The fall harvest has finally wrapped up in Indiana, putting an end to a year that tested the willpower of farmers throughout our region. In addition to ongoing economic challenges, it was officially the wettest year on record. U.S. farmers couldn’t plant more than 19 million waterlogged acres, the majority of which were in the Midwest.

Amid all these troubles, there are still areas of hope for the agriculture sector, and that’s why I’m on Capitol Hill this week. 

The bipartisan Senate Climate Solutions Caucus, co-chaired by Sens. Mike Braun (R-Ind.) and Chris Coons (D-Conn.), is hosting a briefing about agriculture’s role in climate change solutions, and I was invited to talk about conservation practices that are good for farm profitability, soil health and climate resilience. 

My family and I have planted cover crops for more than 19 years and avoided tilling our soil for more than 30 years, so I know from firsthand experience how effective conservation practices like these can be for the environment and the bottom line.

Cover crops are plants like rye and oats that are planted after the cash crop harvest to protect the soil in the winter. They provide a myriad of benefits to farmers, including reduced costs for fertilizers and healthier soil that maintains yields. In the past few years, cover crops have increased my farm’s profits per acre by an estimated $58 annually, and analysis by accounting firm K·Coe Isom and Environmental Defense Fund found that other grain farmers also see financial benefits from these practices. 

Keeping living roots in the soil year-round is also a critical climate solution. While there’s still debate about exactly how much carbon can be sequestered in soils through practices like cover crops, there’s strong scientific consensus that healthy soil is an essential part of adapting to a wetter future. Boosting soil health reduces soil erosion, slows water runoff and increases farms’ ability to stay productive in the face of more extreme and variable weather. These proven results aren’t just good for farmers — they are important for neighboring communities that benefit from reduced runoff, and for consumers who benefit from a more stable food supply. 
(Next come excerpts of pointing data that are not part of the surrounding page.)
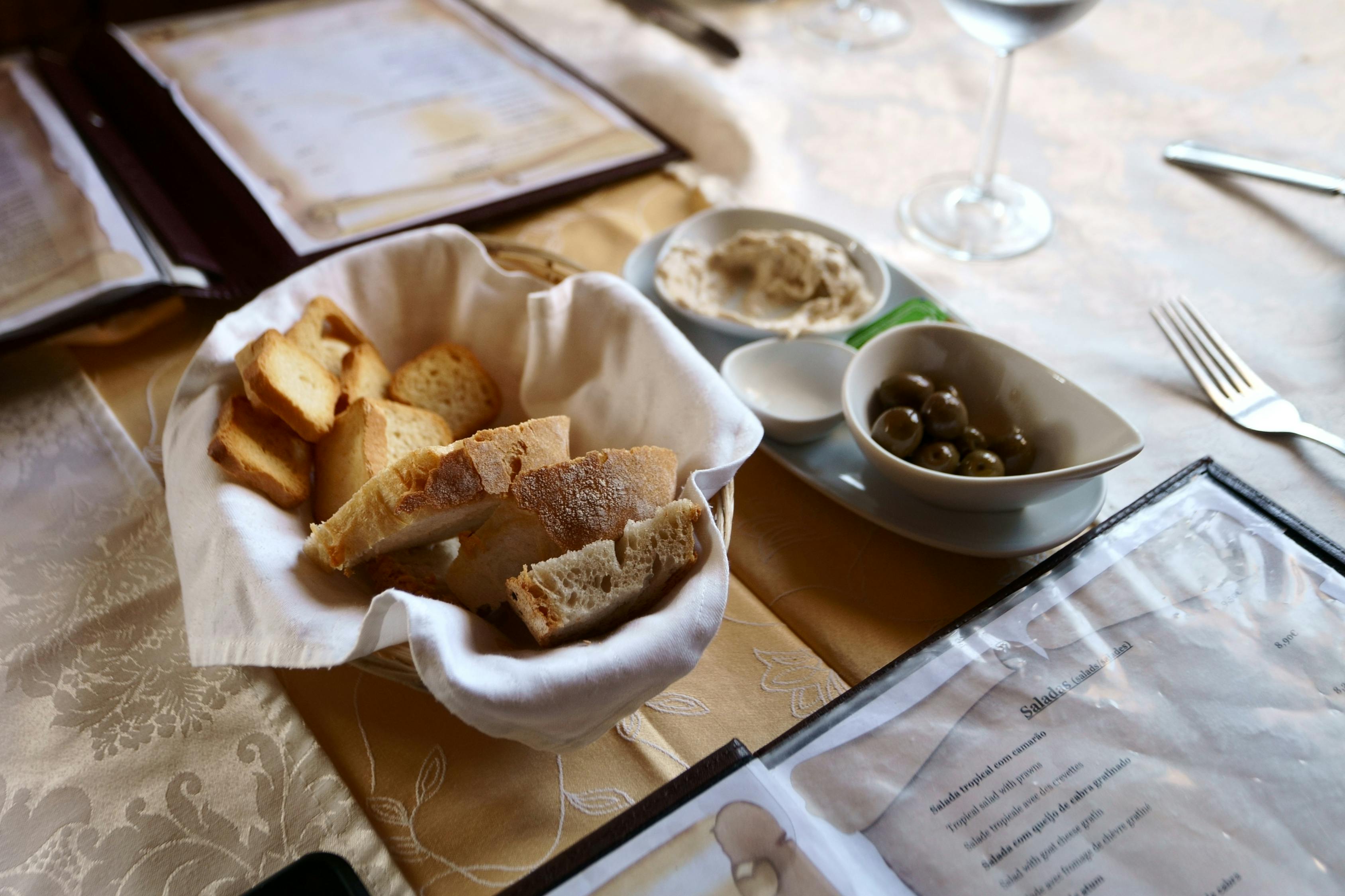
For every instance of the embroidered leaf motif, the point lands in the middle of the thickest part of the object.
(431, 775)
(405, 847)
(801, 675)
(603, 801)
(677, 704)
(389, 810)
(630, 727)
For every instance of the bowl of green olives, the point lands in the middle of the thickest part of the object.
(966, 422)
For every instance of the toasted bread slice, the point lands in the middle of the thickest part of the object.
(556, 509)
(436, 493)
(366, 438)
(326, 333)
(604, 583)
(260, 451)
(450, 381)
(362, 376)
(290, 383)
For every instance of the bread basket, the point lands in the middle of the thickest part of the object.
(590, 348)
(396, 664)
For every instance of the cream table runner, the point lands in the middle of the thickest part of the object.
(124, 770)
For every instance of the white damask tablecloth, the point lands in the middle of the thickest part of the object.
(124, 770)
(843, 136)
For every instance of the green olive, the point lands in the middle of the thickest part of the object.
(1017, 451)
(945, 416)
(981, 463)
(899, 431)
(972, 439)
(941, 456)
(906, 389)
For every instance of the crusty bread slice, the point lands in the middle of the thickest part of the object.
(450, 381)
(436, 493)
(556, 509)
(326, 333)
(418, 571)
(362, 376)
(607, 582)
(263, 452)
(290, 383)
(366, 438)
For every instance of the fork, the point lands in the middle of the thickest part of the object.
(1230, 383)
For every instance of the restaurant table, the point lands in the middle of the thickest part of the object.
(821, 598)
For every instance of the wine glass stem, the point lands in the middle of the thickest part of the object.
(993, 124)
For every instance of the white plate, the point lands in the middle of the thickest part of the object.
(836, 467)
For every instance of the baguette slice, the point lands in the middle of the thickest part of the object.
(286, 380)
(362, 376)
(366, 438)
(604, 583)
(418, 571)
(326, 333)
(556, 509)
(436, 493)
(263, 452)
(450, 381)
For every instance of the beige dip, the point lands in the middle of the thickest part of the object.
(791, 282)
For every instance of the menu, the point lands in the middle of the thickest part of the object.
(1161, 712)
(346, 119)
(64, 237)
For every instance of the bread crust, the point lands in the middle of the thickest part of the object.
(598, 587)
(556, 509)
(594, 497)
(362, 376)
(326, 333)
(450, 381)
(435, 493)
(261, 452)
(290, 383)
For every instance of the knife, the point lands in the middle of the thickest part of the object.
(684, 25)
(1190, 154)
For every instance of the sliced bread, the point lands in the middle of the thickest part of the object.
(556, 509)
(366, 438)
(286, 380)
(604, 583)
(260, 451)
(362, 376)
(326, 333)
(450, 381)
(436, 493)
(418, 571)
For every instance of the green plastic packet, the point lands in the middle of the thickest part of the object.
(908, 311)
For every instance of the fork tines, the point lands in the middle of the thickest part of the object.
(1215, 366)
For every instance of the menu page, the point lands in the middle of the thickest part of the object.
(351, 117)
(1165, 714)
(64, 237)
(737, 839)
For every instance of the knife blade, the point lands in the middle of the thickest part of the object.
(1190, 154)
(684, 25)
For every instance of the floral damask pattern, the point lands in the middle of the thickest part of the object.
(90, 614)
(135, 773)
(49, 843)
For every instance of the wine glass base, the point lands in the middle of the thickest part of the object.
(857, 25)
(951, 216)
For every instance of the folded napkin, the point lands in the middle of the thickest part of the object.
(592, 349)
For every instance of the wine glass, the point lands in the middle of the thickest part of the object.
(982, 214)
(856, 25)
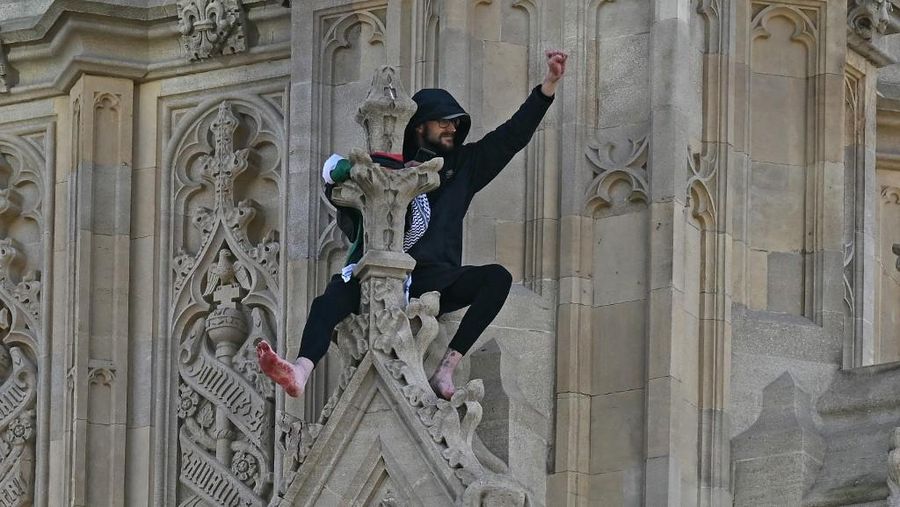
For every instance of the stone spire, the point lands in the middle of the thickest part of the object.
(382, 349)
(385, 112)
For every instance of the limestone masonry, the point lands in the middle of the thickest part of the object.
(704, 236)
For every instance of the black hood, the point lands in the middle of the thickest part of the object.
(434, 104)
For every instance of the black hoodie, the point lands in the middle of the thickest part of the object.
(467, 169)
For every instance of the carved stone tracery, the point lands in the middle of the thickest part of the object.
(225, 300)
(210, 28)
(616, 163)
(21, 253)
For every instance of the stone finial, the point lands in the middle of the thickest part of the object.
(383, 196)
(385, 112)
(870, 17)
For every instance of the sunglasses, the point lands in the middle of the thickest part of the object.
(444, 123)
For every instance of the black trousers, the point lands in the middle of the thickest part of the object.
(483, 288)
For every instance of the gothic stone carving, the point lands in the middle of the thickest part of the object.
(210, 28)
(21, 251)
(385, 112)
(225, 300)
(390, 336)
(18, 392)
(618, 162)
(869, 17)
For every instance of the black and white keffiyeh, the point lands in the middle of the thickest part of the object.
(421, 215)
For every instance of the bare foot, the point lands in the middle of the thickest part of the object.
(292, 377)
(443, 387)
(442, 380)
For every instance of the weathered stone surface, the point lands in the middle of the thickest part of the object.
(710, 202)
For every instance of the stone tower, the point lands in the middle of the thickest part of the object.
(701, 234)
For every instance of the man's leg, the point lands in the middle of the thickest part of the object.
(484, 289)
(339, 300)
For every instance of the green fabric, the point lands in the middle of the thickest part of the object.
(341, 171)
(340, 174)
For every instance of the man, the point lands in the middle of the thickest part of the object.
(440, 126)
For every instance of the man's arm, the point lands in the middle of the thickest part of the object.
(494, 151)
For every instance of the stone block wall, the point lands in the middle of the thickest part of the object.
(701, 235)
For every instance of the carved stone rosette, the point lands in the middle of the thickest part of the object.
(622, 162)
(210, 28)
(225, 299)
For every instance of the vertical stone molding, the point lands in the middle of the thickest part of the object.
(777, 459)
(99, 207)
(226, 296)
(4, 70)
(211, 28)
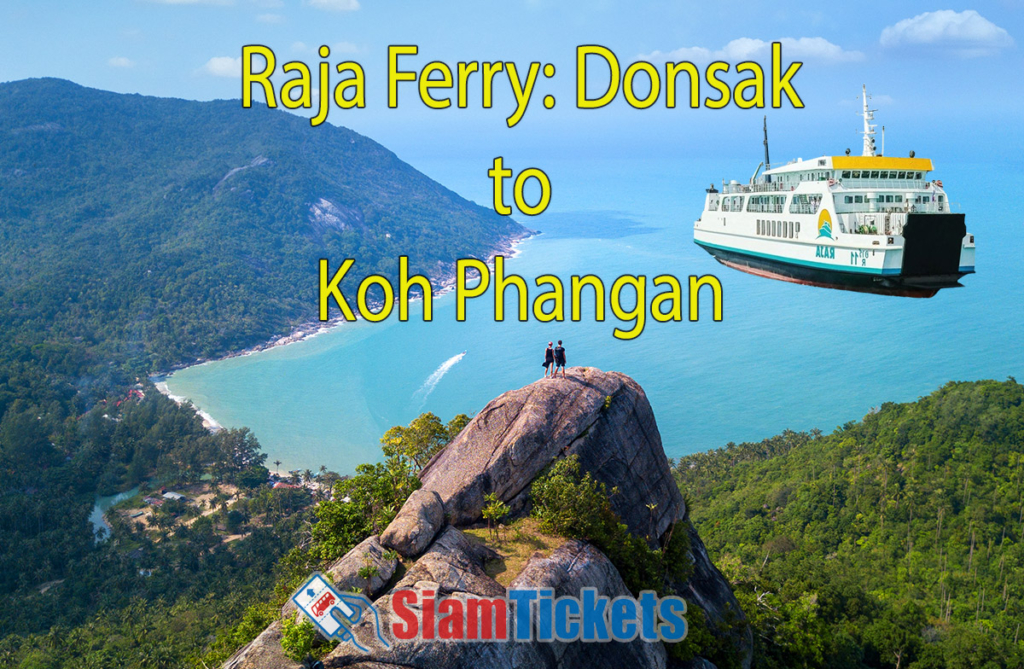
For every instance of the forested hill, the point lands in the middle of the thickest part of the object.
(155, 231)
(896, 541)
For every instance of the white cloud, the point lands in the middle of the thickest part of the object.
(966, 33)
(223, 66)
(745, 48)
(335, 5)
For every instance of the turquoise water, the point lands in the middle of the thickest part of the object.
(784, 357)
(100, 528)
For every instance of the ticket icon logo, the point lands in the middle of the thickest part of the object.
(335, 614)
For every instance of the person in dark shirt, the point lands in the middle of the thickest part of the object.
(559, 360)
(549, 361)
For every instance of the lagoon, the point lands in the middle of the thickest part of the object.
(784, 357)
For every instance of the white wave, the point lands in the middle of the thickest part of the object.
(435, 377)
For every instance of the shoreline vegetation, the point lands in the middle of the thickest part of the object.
(309, 329)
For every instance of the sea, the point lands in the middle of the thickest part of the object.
(783, 357)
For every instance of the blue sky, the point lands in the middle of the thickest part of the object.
(942, 76)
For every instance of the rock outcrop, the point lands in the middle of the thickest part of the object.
(603, 417)
(417, 524)
(263, 653)
(573, 566)
(344, 573)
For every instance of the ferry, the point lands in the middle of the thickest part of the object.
(871, 223)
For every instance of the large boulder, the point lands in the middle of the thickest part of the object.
(417, 524)
(454, 563)
(711, 592)
(603, 417)
(572, 567)
(262, 653)
(345, 572)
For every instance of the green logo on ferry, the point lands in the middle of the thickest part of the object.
(824, 224)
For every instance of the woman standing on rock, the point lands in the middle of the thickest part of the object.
(549, 361)
(559, 360)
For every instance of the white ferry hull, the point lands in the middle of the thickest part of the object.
(933, 253)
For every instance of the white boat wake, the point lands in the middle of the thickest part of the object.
(435, 378)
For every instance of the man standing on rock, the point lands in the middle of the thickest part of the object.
(559, 360)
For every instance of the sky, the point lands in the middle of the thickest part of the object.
(943, 78)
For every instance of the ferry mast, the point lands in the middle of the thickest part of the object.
(868, 130)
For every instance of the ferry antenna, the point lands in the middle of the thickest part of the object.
(868, 130)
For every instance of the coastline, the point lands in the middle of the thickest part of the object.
(507, 246)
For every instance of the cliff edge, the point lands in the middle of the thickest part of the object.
(605, 420)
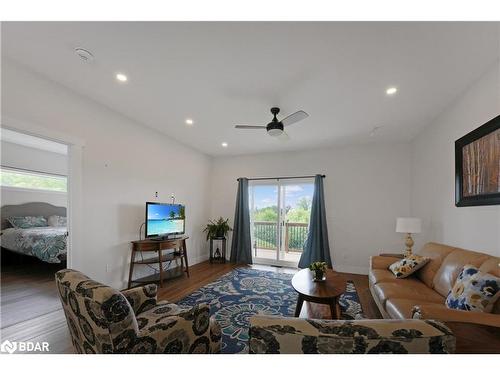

This year, my family couldn’t plant 20% of our planned corn acres because heavy rains kept us out of the fields during the planting window. We decided to plant those fields with cover crops because the soil health gains outweigh the planting costs. It was a business decision with bonus environmental benefits.

Aligning near-term and long-term stewardship and profitability goals gives me hope when things are tough. Farmers have had so many challenges thrown at us recently, from weather woes to trade wars, but we’re determined to keep going and to be part of the solution. 

Conservation practices like cover crops make our farms and soils more resilient so that we can ride out the highs and lows of situations that are outside of our control. 

Rodney Rulon is a fourth-generation grain farmer in central Indiana and is a board member of the Hamilton County Soil and Water Conservation District.